The legal concept of a joint employer is gaining traction in Canadian law and entails many consequences for both employers and employees. Of particular interest for small businesses are the implications for franchisors and franchisees.
Definition of “Joint Employer”
The concept of a joint employer or its corollary, the joint employee is not defined in a single Canadian law. It is a common-law concept that has been largely imported into Canadian law from the United States. The concept is evolving rapidly, but the short version is that an employee can have, for certain purposes, two employers for the same job. This is a departure from the usual one-on-one notion of employer/employee relationships. Generally speaking, for a legal employer/employee relationship to exist, there needs to be some form of control by the employer over the employee’s work. The employer will normally dictate the tasks that need to be done, the means of accomplishing them, and the workplace conditions. In return, the employee performs the work and is paid a salary. The notion of joint employment stems from the fact that the employer’s authority is sometimes exercised by two distinct entities. The simplest example is that of a restaurant employee. If the employee works for a local diner, then he clearly has only one employer. However, if he works for a large national fast-food chain, then the situation may be different. The local franchisee is his still the employer, since the franchisee is paying the worker’s salary and setting the conditions in which he works. Under the joint employment doctrine, it could also be argued that the franchisor is the (joint) employer because, in many franchise agreements, there are strict conditions that franchisees must follow in terms of their employees and operations. In that sense, the franchisor may be said to exercise sufficient control over the employee to qualify as his employer.

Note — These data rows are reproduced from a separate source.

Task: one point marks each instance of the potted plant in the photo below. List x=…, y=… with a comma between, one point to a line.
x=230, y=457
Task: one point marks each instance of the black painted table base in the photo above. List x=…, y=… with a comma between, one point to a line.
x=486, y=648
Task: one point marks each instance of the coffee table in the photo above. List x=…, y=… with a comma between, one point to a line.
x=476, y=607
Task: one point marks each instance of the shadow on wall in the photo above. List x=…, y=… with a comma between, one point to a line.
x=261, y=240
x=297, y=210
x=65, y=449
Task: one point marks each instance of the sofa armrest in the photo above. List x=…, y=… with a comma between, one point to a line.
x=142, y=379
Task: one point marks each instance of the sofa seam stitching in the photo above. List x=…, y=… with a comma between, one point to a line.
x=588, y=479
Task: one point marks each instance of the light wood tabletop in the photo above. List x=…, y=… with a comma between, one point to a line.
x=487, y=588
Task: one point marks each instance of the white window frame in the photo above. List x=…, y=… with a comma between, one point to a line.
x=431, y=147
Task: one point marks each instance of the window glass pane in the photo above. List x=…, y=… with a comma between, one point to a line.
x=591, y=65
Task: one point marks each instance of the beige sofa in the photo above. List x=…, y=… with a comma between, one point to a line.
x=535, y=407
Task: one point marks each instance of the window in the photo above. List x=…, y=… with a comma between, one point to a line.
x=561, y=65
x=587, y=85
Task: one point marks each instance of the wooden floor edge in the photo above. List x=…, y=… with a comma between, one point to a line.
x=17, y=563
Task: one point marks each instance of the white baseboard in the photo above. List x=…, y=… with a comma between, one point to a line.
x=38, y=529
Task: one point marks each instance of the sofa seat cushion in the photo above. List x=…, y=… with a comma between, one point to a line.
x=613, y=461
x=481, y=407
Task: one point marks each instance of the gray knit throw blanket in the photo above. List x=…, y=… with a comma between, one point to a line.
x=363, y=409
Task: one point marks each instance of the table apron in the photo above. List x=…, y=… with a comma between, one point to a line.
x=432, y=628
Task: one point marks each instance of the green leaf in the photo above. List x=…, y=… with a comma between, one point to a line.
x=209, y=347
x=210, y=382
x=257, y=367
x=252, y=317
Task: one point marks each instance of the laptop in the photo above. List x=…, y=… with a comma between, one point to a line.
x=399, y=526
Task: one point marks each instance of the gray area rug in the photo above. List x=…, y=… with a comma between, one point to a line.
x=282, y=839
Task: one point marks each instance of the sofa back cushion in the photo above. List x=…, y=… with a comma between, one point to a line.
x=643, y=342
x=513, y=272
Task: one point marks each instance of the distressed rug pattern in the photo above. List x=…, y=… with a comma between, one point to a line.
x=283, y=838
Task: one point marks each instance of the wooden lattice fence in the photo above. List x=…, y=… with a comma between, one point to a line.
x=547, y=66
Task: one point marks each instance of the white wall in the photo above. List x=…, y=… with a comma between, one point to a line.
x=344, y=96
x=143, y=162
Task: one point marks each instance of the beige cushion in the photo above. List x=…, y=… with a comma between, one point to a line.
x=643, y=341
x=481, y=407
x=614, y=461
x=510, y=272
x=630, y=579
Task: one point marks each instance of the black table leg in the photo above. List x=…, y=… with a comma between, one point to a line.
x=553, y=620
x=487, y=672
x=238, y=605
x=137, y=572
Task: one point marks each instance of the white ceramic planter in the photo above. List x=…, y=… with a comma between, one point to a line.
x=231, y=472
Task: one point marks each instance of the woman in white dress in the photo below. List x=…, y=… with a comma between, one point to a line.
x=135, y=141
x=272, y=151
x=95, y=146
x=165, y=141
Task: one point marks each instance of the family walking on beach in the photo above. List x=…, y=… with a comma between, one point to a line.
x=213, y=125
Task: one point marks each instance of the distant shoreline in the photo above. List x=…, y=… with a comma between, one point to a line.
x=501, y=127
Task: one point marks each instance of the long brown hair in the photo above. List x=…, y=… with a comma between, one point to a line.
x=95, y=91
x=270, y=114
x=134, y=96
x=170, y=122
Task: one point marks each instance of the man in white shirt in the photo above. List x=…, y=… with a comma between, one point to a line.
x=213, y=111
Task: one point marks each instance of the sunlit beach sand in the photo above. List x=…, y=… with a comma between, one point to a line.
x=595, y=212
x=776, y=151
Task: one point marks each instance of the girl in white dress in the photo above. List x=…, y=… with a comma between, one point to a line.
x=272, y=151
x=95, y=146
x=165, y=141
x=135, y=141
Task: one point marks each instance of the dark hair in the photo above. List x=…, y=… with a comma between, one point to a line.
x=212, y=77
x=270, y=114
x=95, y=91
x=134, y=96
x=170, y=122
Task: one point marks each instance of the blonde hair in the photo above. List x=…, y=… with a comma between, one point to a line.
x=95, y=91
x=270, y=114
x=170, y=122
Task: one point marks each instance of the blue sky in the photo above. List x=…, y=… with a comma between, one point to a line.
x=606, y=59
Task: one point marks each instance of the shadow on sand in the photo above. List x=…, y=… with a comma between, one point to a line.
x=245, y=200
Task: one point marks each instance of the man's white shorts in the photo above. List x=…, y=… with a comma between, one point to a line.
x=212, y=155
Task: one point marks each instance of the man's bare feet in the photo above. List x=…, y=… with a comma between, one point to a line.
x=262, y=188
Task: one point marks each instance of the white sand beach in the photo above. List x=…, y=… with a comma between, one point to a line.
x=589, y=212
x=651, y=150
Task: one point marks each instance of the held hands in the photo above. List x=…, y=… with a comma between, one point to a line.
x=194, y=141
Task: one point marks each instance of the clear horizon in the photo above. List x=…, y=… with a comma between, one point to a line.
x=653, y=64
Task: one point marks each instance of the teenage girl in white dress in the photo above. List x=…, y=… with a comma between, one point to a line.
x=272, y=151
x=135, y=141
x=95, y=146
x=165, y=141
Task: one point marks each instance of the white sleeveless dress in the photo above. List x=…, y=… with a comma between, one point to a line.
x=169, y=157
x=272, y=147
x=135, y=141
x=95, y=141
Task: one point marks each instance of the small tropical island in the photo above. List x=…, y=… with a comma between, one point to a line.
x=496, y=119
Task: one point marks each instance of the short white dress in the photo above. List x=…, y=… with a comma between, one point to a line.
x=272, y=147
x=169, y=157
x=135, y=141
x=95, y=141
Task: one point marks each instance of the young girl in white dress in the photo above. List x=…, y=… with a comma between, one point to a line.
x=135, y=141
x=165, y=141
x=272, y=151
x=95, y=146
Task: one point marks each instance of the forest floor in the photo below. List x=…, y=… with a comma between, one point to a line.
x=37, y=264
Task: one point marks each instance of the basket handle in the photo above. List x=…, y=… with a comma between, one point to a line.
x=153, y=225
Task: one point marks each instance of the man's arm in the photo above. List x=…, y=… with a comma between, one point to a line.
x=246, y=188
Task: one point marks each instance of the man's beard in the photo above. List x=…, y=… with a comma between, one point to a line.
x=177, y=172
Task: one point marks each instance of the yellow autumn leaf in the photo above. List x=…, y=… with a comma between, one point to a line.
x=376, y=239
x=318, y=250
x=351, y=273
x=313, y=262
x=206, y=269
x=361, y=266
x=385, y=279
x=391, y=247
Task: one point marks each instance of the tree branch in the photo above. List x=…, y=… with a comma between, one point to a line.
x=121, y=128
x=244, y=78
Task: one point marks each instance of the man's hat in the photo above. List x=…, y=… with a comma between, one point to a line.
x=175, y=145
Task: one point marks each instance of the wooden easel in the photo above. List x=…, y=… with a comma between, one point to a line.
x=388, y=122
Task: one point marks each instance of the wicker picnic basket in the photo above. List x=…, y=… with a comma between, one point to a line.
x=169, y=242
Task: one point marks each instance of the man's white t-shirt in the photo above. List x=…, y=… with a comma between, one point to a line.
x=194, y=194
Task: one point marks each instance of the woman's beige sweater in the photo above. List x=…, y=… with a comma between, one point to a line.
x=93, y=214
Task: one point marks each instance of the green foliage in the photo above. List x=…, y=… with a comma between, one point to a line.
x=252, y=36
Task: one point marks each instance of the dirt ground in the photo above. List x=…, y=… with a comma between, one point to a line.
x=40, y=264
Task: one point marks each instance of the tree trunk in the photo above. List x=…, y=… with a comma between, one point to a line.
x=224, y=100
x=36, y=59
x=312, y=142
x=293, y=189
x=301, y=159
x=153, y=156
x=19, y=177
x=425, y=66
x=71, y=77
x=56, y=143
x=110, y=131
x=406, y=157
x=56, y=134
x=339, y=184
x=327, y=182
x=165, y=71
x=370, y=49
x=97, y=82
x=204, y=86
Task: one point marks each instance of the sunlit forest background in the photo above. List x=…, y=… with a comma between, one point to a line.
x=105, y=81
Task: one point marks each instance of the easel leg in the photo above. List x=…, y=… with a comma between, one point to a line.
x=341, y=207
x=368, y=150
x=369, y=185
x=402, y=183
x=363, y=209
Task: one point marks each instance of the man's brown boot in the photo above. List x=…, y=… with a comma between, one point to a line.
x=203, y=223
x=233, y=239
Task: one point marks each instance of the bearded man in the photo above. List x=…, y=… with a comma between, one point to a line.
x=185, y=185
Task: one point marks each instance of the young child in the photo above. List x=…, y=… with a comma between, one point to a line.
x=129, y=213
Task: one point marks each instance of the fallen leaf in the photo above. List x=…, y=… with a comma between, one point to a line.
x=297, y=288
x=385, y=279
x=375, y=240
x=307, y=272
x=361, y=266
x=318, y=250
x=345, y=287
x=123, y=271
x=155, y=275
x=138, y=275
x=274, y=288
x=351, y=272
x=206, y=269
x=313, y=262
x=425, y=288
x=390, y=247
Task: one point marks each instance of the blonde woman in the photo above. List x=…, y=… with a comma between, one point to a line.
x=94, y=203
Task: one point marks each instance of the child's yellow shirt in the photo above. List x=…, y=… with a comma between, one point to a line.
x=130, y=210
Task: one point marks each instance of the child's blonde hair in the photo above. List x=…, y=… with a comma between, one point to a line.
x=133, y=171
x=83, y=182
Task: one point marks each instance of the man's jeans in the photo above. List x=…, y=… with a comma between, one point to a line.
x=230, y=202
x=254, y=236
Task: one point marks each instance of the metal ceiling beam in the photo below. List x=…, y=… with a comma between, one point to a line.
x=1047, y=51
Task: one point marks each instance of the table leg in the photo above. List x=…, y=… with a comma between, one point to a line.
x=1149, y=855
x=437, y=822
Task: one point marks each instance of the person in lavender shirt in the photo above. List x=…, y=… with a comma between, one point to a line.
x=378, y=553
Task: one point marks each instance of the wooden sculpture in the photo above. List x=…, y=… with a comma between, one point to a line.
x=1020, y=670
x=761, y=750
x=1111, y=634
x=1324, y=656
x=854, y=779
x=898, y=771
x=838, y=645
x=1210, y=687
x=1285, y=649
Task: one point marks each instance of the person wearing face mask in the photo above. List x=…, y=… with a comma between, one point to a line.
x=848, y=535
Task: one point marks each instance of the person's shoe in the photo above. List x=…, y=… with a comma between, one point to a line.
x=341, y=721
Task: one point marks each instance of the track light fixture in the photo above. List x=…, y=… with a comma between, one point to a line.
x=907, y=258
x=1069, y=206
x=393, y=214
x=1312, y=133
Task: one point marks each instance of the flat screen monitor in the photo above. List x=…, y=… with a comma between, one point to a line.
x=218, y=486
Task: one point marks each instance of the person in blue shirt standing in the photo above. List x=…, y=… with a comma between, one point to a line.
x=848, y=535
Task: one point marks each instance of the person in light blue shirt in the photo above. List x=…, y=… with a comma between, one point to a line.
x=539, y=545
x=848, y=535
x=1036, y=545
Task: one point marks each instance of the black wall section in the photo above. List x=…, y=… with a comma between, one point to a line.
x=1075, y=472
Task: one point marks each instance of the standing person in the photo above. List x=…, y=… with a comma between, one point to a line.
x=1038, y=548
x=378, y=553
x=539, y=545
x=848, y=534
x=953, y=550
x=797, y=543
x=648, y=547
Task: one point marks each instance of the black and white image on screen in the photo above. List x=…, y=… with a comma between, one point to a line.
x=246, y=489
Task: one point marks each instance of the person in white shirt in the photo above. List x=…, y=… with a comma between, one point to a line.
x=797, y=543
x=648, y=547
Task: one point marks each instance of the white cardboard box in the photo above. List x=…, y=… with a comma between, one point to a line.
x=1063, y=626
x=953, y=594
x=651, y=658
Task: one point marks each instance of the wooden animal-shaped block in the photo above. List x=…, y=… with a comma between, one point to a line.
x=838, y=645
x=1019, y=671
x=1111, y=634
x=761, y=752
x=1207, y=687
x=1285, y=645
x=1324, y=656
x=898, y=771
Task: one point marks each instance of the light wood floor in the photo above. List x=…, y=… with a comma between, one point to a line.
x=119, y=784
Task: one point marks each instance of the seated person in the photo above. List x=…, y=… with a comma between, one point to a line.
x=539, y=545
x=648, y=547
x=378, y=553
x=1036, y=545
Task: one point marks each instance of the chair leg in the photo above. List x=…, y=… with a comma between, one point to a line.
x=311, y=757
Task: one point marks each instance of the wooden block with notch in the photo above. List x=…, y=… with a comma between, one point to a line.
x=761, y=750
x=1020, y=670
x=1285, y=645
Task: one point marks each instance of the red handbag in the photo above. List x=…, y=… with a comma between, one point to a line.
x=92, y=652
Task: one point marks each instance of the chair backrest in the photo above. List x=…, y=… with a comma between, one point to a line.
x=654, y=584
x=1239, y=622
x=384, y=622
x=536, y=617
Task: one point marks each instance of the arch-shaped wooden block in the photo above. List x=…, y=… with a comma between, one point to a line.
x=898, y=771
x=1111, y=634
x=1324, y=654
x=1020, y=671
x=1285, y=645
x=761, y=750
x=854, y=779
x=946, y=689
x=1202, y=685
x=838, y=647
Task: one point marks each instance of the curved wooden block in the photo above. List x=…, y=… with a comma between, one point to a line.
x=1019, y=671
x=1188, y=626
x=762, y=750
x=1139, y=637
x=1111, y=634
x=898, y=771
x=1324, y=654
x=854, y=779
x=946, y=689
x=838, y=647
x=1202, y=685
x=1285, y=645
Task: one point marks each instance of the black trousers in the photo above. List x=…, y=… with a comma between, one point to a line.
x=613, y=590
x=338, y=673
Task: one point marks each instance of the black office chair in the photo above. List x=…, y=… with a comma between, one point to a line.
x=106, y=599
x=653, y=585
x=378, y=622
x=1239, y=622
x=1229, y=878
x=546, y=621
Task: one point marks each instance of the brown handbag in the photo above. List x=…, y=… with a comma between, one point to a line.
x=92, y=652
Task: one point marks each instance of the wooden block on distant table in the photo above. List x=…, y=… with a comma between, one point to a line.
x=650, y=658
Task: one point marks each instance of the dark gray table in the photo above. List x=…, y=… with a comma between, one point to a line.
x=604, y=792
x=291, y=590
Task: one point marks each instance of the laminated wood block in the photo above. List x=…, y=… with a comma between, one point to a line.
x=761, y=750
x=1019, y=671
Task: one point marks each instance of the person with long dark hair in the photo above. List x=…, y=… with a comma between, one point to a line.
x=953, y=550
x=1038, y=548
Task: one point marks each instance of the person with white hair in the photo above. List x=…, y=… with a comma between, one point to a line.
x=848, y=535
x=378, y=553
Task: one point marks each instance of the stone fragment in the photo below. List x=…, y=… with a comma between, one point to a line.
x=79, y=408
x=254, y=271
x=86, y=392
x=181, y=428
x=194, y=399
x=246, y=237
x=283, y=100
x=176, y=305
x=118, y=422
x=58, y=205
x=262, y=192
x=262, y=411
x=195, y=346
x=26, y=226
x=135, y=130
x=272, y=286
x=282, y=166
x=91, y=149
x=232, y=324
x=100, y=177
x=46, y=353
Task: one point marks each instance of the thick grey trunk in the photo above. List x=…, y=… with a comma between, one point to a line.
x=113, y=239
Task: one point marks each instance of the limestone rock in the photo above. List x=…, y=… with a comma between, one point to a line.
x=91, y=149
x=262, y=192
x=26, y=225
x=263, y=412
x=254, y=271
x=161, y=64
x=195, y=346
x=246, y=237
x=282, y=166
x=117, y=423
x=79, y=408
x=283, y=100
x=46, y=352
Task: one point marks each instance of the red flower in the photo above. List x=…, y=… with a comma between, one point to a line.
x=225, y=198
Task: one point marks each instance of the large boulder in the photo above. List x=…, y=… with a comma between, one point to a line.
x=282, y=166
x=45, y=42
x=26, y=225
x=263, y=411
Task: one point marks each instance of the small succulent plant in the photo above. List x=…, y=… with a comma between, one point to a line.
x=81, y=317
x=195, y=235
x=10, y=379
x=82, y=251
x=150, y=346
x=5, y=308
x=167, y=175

Consequences for Franchisors and Franchisees
Joint employers become jointly liable towards the employee regarding the application of provincial and federal labor standards, such as minimum wage, overtime pay, and workplace safety. This is a major development, especially for franchisors who were previously somewhat insulated from the risks and costs associated with potential employee grievances. For example, under the joint employment theory, an employee who is filing a workplace discrimination lawsuit could include the franchisor as a defendant. It is likely that the large franchisor has much deeper pockets than the local franchisee. Trade unions also see the concept of joint employers as potentially interesting. If all of the employees of a pan-Canadian fast food chain could form a single union, the bargaining power of that union would be much bigger than that of single-store employees. As the concept is incorporated in the Canadian legal landscape, expect major changes to franchise agreements and to some laws to refine this important legal relationship.